This thread has been locked.

If you have a related question, please click the "Ask a related question" button in the top right corner. The newly created question will be automatically linked to this question.

GateMutexPri not properly locking out task

Other Parts Discussed in Thread: SYSBIOS

Hi,

I am having a problem where a GateMutexPri doesn't seem to be stopping a task from entering a critical section of code when another task already (seemingly) has the gate.

Software/Hardware:
- TI-RTOS 1.01.00.25 (SYS/BIOS 6.34.04.22)
- XDC Tools 3.24.6.63
- Code Composer Studio 5.5
- TI Compiler 5.0.6
- LM3S9D92 custom board

Details of the problem:
The problem manifests itself when two tasks attempt to call Event_pend() causing an xdc runtime error. This should never happen as the code that calls the Event_pend() is resource locked by using a GateMutexPri.
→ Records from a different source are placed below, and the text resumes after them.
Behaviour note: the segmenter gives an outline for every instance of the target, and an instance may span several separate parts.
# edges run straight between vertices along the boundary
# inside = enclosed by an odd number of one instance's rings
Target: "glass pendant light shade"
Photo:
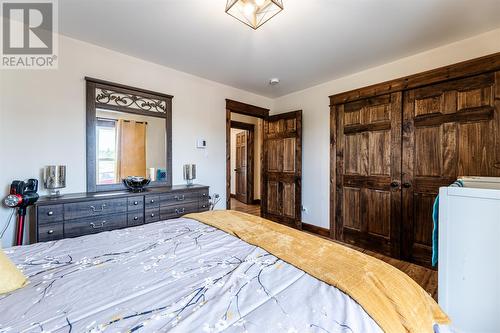
[[[253,29],[283,10],[282,0],[227,0],[226,13]]]

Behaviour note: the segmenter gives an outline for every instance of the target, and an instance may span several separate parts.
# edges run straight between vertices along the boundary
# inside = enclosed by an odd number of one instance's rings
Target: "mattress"
[[[381,332],[340,290],[180,218],[13,247],[0,332]]]

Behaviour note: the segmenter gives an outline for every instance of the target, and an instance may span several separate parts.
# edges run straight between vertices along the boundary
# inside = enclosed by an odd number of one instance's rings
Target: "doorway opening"
[[[261,215],[264,121],[269,109],[226,99],[226,208]]]
[[[231,112],[231,208],[260,216],[262,119]]]

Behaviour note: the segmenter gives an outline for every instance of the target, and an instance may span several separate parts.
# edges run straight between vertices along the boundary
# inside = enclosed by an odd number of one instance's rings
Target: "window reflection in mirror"
[[[166,169],[165,119],[96,110],[98,185],[121,183],[128,176],[162,181]]]

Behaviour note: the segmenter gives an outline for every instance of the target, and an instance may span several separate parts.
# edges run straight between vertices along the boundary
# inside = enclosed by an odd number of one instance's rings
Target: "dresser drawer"
[[[146,209],[144,220],[146,223],[158,222],[160,220],[160,208]]]
[[[144,197],[131,197],[128,198],[128,211],[144,209]]]
[[[39,242],[49,242],[53,240],[62,239],[63,237],[64,237],[63,222],[50,223],[38,226]]]
[[[72,220],[82,217],[123,213],[127,211],[127,204],[127,198],[65,204],[64,219]]]
[[[127,214],[127,227],[144,224],[144,214],[142,211]]]
[[[144,205],[146,206],[146,209],[160,207],[160,196],[146,195],[144,197]]]
[[[162,220],[181,217],[185,214],[198,212],[198,202],[185,203],[175,206],[160,207],[160,218]]]
[[[38,224],[53,223],[62,221],[63,205],[42,206],[37,208]]]
[[[160,195],[160,207],[179,205],[188,202],[197,202],[200,192],[179,192]]]
[[[125,228],[127,214],[103,215],[64,222],[64,237],[77,237],[101,231]]]

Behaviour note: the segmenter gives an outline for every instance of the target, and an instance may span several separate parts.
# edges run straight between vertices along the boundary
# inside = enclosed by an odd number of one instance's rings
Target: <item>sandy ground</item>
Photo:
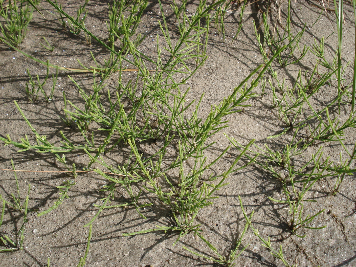
[[[251,72],[263,63],[255,35],[253,21],[255,20],[257,25],[261,22],[261,11],[266,10],[268,4],[264,2],[268,2],[260,1],[258,4],[250,5],[246,8],[242,30],[232,43],[232,38],[237,27],[238,11],[228,14],[225,21],[225,41],[216,29],[211,29],[212,34],[208,47],[209,57],[204,66],[188,81],[185,87],[190,88],[188,99],[199,99],[202,93],[205,93],[199,111],[201,117],[206,117],[211,105],[218,104]],[[75,1],[59,2],[63,2],[64,6],[68,9],[67,10],[72,12],[76,10],[79,5]],[[170,4],[170,2],[164,3],[167,10],[169,10]],[[333,33],[334,30],[332,22],[325,12],[314,24],[321,12],[321,9],[312,4],[314,4],[320,3],[318,1],[292,1],[293,31],[295,32],[300,30],[304,24],[306,23],[306,30],[301,43],[309,46],[314,43],[314,38],[319,42],[322,37],[326,38],[329,37],[325,41],[325,49],[326,56],[330,60],[337,48],[337,35],[335,33]],[[194,9],[193,5],[189,7],[192,10]],[[45,4],[43,4],[42,6],[49,12],[53,12]],[[285,17],[283,10],[285,9],[283,9],[285,6],[283,6],[282,9],[282,23],[285,23],[285,19],[283,18]],[[107,19],[107,1],[90,1],[88,7],[86,26],[97,36],[105,40],[106,38],[104,22]],[[345,12],[343,43],[344,64],[353,60],[355,46],[353,14],[349,4],[345,4],[345,8],[346,10]],[[331,13],[330,16],[335,26]],[[83,35],[77,37],[64,31],[56,17],[48,13],[45,14],[46,20],[38,14],[34,14],[33,19],[30,24],[29,31],[20,45],[23,51],[41,60],[46,61],[48,59],[52,64],[72,68],[80,67],[77,59],[85,66],[93,65],[89,53],[91,51],[100,62],[102,63],[104,58],[107,58],[107,52],[99,44],[96,45],[93,42],[91,46],[88,45]],[[168,11],[167,16],[169,14]],[[276,11],[272,14],[271,20],[275,17]],[[138,33],[146,36],[140,49],[144,54],[154,58],[156,56],[155,36],[159,33],[157,22],[159,16],[158,3],[150,2],[143,18],[142,26],[137,30]],[[170,19],[173,21],[173,19]],[[49,43],[54,46],[53,52],[44,49],[40,44],[43,42],[41,39],[42,36],[46,37]],[[298,64],[279,68],[278,77],[281,80],[285,79],[286,84],[291,84],[299,70],[302,73],[310,72],[316,62],[315,56],[309,51]],[[63,115],[62,91],[65,91],[68,99],[75,103],[80,103],[82,100],[78,90],[67,75],[70,75],[82,86],[90,89],[93,80],[91,74],[60,71],[53,100],[49,104],[43,100],[31,102],[28,101],[25,91],[25,85],[28,80],[26,69],[28,68],[33,75],[38,74],[42,77],[45,74],[45,68],[1,44],[0,66],[0,134],[2,136],[8,134],[13,140],[18,141],[27,135],[30,140],[33,140],[31,129],[14,103],[14,101],[16,100],[40,134],[46,135],[51,142],[58,141],[60,137],[59,130],[63,131],[67,136],[75,140],[77,134],[59,118]],[[322,69],[320,71],[322,72]],[[352,74],[351,68],[347,68],[344,76],[345,84],[351,82]],[[136,75],[134,73],[125,73],[124,79],[128,80],[134,78]],[[108,80],[107,86],[110,89],[115,88],[117,75],[112,74]],[[268,75],[266,77],[269,78]],[[184,88],[182,87],[182,89]],[[256,90],[260,93],[260,87]],[[323,86],[316,94],[314,103],[319,101],[320,105],[328,103],[336,91],[333,86]],[[269,136],[281,132],[286,127],[284,123],[279,119],[278,111],[272,107],[272,92],[267,86],[264,95],[249,100],[248,104],[251,105],[245,108],[244,112],[235,114],[227,118],[229,120],[229,127],[225,129],[224,132],[243,144],[254,138],[257,145],[267,143],[274,149],[282,149],[283,142],[281,139],[267,139]],[[341,114],[344,116],[350,109],[349,106],[342,106]],[[344,117],[340,117],[340,119],[344,119]],[[348,145],[355,143],[355,137],[354,129],[347,129],[345,143]],[[291,138],[287,133],[284,140]],[[229,140],[222,132],[215,136],[213,141],[214,140],[218,142],[209,152],[211,157],[229,145]],[[155,143],[142,145],[142,149],[150,153],[155,150],[156,145]],[[323,145],[324,157],[330,156],[336,162],[340,160],[338,157],[342,148],[338,143],[328,143]],[[315,147],[309,148],[302,156],[310,158],[317,149]],[[11,146],[2,146],[0,150],[0,167],[2,168],[10,168],[10,159],[12,159],[18,169],[63,169],[63,166],[50,155],[39,154],[31,151],[17,152],[16,148]],[[227,156],[215,166],[212,170],[218,173],[226,171],[232,161],[231,159],[238,153],[235,150],[229,150]],[[108,153],[106,157],[113,162],[119,164],[125,154],[117,149]],[[84,166],[87,160],[86,156],[82,153],[71,153],[68,155],[67,158],[70,162],[75,163],[78,168]],[[6,171],[0,171],[0,194],[9,200],[11,194],[16,192],[14,173]],[[28,184],[31,185],[29,208],[38,209],[40,211],[48,208],[58,199],[58,190],[56,187],[62,185],[63,181],[71,179],[70,175],[64,173],[18,172],[17,175],[22,195],[26,194]],[[288,206],[274,203],[267,198],[272,197],[280,199],[283,197],[280,183],[269,174],[252,165],[230,175],[228,182],[230,184],[217,194],[219,198],[214,200],[213,205],[202,209],[196,219],[197,223],[201,224],[201,229],[204,236],[223,255],[227,255],[239,238],[244,225],[237,198],[239,195],[246,211],[249,213],[252,210],[255,211],[253,218],[254,227],[258,229],[265,238],[270,237],[272,245],[276,249],[282,245],[285,258],[291,264],[298,266],[356,265],[356,194],[353,190],[356,185],[356,180],[354,176],[346,177],[341,190],[334,196],[330,193],[335,182],[335,180],[322,179],[314,185],[308,197],[317,201],[310,202],[304,208],[310,213],[325,209],[325,211],[317,218],[313,224],[315,227],[324,225],[327,227],[318,230],[302,230],[299,234],[306,235],[303,238],[295,235],[290,236],[287,229],[290,218]],[[29,221],[25,230],[23,250],[0,254],[0,266],[46,266],[48,258],[50,259],[51,266],[77,265],[80,257],[84,255],[88,238],[88,227],[84,228],[83,226],[91,219],[98,210],[93,204],[100,204],[100,199],[105,197],[105,194],[99,189],[106,182],[98,175],[86,174],[79,175],[76,183],[68,193],[69,198],[55,210],[40,217],[35,213],[29,213]],[[114,202],[124,203],[129,201],[128,197],[125,191],[119,188]],[[108,209],[100,214],[93,224],[87,266],[213,265],[211,262],[191,254],[182,248],[182,245],[185,246],[200,253],[213,255],[205,243],[194,238],[191,234],[182,238],[174,246],[172,244],[177,238],[174,233],[167,232],[165,234],[156,232],[130,237],[122,236],[122,233],[149,229],[156,225],[171,224],[172,219],[167,207],[160,204],[154,196],[149,194],[145,193],[142,197],[142,203],[150,201],[154,204],[141,211],[147,217],[147,219],[139,216],[135,209],[131,208]],[[7,208],[0,229],[1,236],[7,235],[13,238],[21,227],[22,218],[19,214]],[[279,260],[261,245],[260,240],[250,230],[245,235],[241,245],[244,246],[247,244],[249,245],[237,260],[236,266],[282,265]]]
Of the two tasks in question one, is priority 16 (task_high) and one is priority 12 (task_low). When the problem occurs, according to the ROV window, task_low has the gate and task_high is pending on the event. Under normal operation the same task that is pending should also have the gate (and this does normally work).

I've used the TI provided Logger in order to get more information regarding what is going on in the system. The code also fails the same way without any logging instrumentation.

Here is what happens:
Initially state of tasks:
task_high is pending on an event (EVT_inverter_cntl)
task_low is running

1. task_low calls the function
2. task_low logs that it is going to enter the gate
2.1 somewhere in here the hardware timer goes off that runs the tick.
2.2 the hardware timer also calls a clock function that posts EVT_inverter_cntl event causing the scheduler to run and a switch making task_high ready and a switch to run
3. task_high calls the function
4. task_high logs that it is going to enter the gate
5. task_high indicates through the log that it entered the gate
6. task_high pends on EVT_SBLink_ORQ, this causes a switch to have task_low run
7. task_low indicates through the log that it entered the gate
- This shouldn't happen if task_high did properly acquire the gate. I would expect task_low to block here and task_high to run until it leaves the gate.
8. task_low pends on EVT_SBLink_ORQ, this causes the XDC runtime error and ultimate application failure.

There is no way to pend on the event without acquiring the gate and there is no way to return from the function without leaving the gate.

If it is necessary I could probably post the actual code in question.

In order to replicate the failure I have to leave the application running overnight at the office. I've tried making a simple example application to replicate the failure to no avail.

The code looks something like this:
function {
log - about to enter gate
enter gate
log - entered gate

log - about to pend on event
pend on event
log - pended on event

leave gate
log - left gate
}


Any insight into the problem would be helpful. Thanks!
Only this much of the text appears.